National Minority Health Month: Progress Made, Promises Still Owed

National Minority Health Month: Progress Made, Promises Still Owed

National Minority Health Month was officially established by Congress in 2002, to formalize commitment to raising awareness and advancing policy that eliminates health disparities. Access to quality health care should never depend on your skin color, zip code, or the language you speak. Every April, National Minority Health Month serves as a reminder of that enduring fact — and a measure of how many promises to the most vulnerable among us remain unfulfilled.

After decades of advocacy, research, and coalition-building by organizations like the Health Equity Collaborative and our partners across the civil rights, patient advocacy, and multicultural communities, real progress is being made. Coverage gaps are narrowing. More Americans than ever before have access to affordable care and communities of color are being heard in policy discussions that directly shape the future of their health.

The movement produces measurable results. Thanks to landmark legislation and sustained community advocacy, millions of Americans who used to fall through the cracks of our health system now have access to healthcare. The following facts capture some of the real impacts being made:

  1. The uninsured rate for black Americans has been cut by well over 50%. Between 2010 and 2025, the rate has decreased from 2%to 11.1%
  2. In 2010, 41%of Latinos were uninsured, accounting for 3% of total uninsured populations. That number has dropped to 23.6% in 2025.
  3. Racial coverage gaps are shrinking, especially in Medicaid expansion states.
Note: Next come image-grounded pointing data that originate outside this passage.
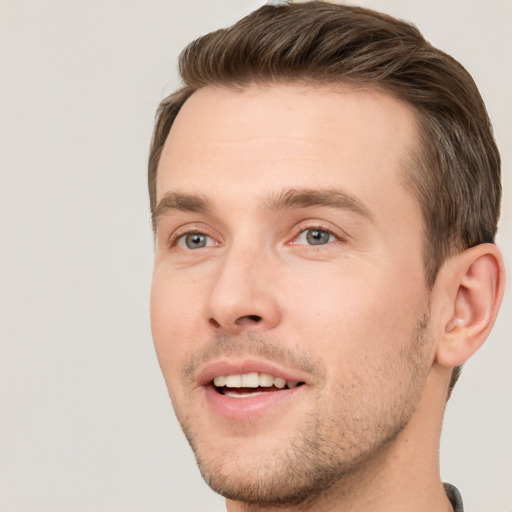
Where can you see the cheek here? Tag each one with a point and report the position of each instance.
(358, 315)
(174, 310)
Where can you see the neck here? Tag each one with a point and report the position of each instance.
(402, 476)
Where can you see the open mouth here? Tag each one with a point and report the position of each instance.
(250, 384)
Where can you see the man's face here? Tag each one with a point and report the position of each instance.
(289, 253)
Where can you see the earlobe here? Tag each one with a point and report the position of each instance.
(472, 286)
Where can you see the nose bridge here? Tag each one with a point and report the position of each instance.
(241, 296)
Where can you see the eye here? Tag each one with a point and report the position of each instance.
(315, 236)
(195, 241)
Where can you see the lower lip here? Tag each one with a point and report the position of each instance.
(250, 406)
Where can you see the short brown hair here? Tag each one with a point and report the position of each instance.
(455, 173)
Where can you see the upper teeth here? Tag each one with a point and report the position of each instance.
(252, 380)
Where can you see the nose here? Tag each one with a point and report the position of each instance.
(243, 294)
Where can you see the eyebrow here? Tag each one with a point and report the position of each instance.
(176, 201)
(285, 200)
(329, 197)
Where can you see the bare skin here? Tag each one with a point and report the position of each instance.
(287, 244)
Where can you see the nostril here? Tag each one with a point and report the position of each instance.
(249, 319)
(214, 323)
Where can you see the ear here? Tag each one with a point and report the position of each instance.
(468, 293)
The gap in uninsured rates between white and black adults shrank by 51%compared to the 33% reduction seen in non-expansion states.
  4. The national uninsured rate dropped to 7%in 2023, the lowest level ever recorded.
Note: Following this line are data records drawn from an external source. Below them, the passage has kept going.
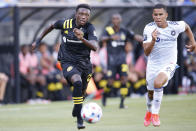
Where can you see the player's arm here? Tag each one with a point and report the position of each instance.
(148, 46)
(112, 37)
(92, 44)
(192, 46)
(45, 32)
(138, 38)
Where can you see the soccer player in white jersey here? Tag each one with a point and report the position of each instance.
(160, 46)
These numbers are not just statistics — they represent millions of American families who now have the ability to take their child to the doctor, fill prescriptions, and access life-changing treatment for chronic conditions. But for every family now covered, another still falls through the cracks. The progress is real, but so are the promises still owed.

While progress has been strong, our job is far from over. As we celebrate what has been achieved, we must be equally focused on efforts to dismantle the inequities that remain. National Minority Health Month is not just a moment for reflection — it is a launchpad to drive the structural reforms needed to guarantee that every American can gain access to the highest level of health care.

To close the gap, we must focus on the most vulnerable patients: those in minority, low-income, and underserved communities who remain disproportionately exposed to a health system that still too often prioritizes profit over people. The coverage gains of the last decade prove that policy can change lives — but sustaining and expanding that progress requires delivering on two critical, unfinished promises: meaningful hospital price transparency and accountability-driven 340B reform.

Patients cannot make informed decisions about their care when they are unable to see the costs of care. It is imperative that robust enforcement of hospital price transparency requirements, including mandatory public disclosure of billing practices, charity care programs, and medical debt collection policies, are all available to patients in clear, accessible language. This transparency must be paired with strong oversight, regular audits, and strict penalties for non-compliance. When hospitals are held accountable for what they charge, patients — particularly those from underserved communities — gain leverage to make informed decisions about their care.

Congress created the 340B Drug Pricing Program with a clear purpose: to help providers and clinics extend care to serve low-income patients. Yet today, the program has grown far beyond its original scope without corresponding measures to ensure accountability. Participating 340B entities have exploited their charity care status for profit. Providers often pay 50% of a drug’s cost, then bill uninsured and insured patients alike for the full price for medications, pocketing the difference rather than passing those savings onto consumers. Congress must reform the 340B program to require transparency about how discount savings are used, establish clear standards for charity care status and reinvestment, and ensure that the savings are passed to the low-income vulnerable populations that the program was designed to protect.

National Minority Health Month is a time to honor the remarkable strides made toward ensuring all patients have access to quality, cost-effective care, regardless of color or creed. But honoring progress is not the same as fulfilling the promise. The promises still owed — to minority communities, to low-income families, to every American who deserves a health system that puts people before profit — demand action. Increasing hospital price transparency and reforming the 340B program are not just policy priorities; they are the next commitments we must keep.